Unfortunately, the group’s success cannot be easily replicated for several reasons. Some interagency missions are so broad or nebulous that they cannot be construed in an end-to-end mission methodology that is results-oriented. In addition, the exceptional personnel that made the group a success are, by definition, hard to find. Moreover, the organizational milieu that the group operated in was atypical. The group was embedded in a lead agency—the Department of State—that was not supportive of the group’s mission but nonetheless provided working group chairs and some supportive senior officials who were. When these leaders protected and led the group well, they earned the trust and cooperation of other agencies that saw them acting in the national interest rather than the Department of State’s. This unusual condition helped the group coalesce and function at a high level.
The case study is valuable for several reasons. It demonstrates that even a typical small interagency group can be successful under the right conditions, suggests what those conditions might be, and explains why they are rare. The case yields hypotheses on successful small interagency group performance that can be used to guide further research and by practitioners. The case also reveals how little the current national security system does to ensure the success of small interagency groups. By demonstrating the exceptional value of one interagency group, the study foreshadows the enticing prospect of a better system that could routinely generate such high performance.

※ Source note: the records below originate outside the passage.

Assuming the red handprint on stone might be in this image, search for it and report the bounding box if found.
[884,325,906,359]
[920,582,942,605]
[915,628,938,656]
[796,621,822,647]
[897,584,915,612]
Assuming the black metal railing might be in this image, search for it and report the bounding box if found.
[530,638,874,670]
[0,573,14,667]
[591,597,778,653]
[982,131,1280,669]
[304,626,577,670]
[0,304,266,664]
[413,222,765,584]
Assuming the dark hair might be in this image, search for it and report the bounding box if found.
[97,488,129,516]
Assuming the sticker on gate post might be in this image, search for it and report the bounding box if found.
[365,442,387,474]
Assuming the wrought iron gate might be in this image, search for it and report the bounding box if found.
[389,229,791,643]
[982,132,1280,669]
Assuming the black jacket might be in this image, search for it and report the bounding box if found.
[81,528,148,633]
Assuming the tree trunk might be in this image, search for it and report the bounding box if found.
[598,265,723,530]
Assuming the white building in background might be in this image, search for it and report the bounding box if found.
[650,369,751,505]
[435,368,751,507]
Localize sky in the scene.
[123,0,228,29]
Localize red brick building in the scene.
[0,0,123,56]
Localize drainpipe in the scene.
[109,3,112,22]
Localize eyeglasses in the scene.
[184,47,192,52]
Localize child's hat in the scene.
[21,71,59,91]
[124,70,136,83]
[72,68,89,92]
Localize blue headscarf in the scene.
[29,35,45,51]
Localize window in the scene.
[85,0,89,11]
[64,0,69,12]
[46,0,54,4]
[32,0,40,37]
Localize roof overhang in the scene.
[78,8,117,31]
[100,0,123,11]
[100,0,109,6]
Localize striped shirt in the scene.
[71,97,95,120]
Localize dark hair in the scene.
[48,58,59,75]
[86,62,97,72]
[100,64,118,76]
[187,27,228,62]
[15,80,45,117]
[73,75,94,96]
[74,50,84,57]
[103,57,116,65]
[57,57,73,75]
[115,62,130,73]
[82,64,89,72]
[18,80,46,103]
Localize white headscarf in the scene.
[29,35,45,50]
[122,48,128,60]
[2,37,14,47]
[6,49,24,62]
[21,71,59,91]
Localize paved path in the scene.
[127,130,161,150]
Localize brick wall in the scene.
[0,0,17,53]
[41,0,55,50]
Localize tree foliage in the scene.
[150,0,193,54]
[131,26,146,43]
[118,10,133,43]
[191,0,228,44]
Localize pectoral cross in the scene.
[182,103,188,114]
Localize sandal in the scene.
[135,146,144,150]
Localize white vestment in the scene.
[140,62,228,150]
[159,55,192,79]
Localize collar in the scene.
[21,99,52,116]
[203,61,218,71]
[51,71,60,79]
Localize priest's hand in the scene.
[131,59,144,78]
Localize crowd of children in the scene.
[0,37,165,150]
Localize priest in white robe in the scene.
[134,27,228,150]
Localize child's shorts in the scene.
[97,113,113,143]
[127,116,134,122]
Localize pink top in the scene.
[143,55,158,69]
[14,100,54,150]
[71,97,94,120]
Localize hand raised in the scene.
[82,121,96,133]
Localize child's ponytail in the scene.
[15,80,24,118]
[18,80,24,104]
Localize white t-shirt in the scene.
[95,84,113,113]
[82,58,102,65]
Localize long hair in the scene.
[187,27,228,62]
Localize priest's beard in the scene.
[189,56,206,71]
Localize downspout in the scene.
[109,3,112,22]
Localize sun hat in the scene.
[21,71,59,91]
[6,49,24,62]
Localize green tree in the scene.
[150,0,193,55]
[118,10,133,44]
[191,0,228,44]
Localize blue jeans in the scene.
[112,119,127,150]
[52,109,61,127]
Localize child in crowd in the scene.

Finally, the case study yields insights on broader national security subjects. It summarizes the complex debate over American intelligence reform and explains its relation to strategic deception and strategic communications, particularly disinformation. It explains why national security leaders differ over the relative value of strategic communications, why the U.S. national security bureaucracy is often hostile to this discipline, and why America’s current security circumstances demand robust strategic communication capabilities and a dedicated counter-disinformation effort. It argues that such capabilities need to be explained to the U.S. public, managed by dedicated interagency organizations, and integrated into a larger national strategy.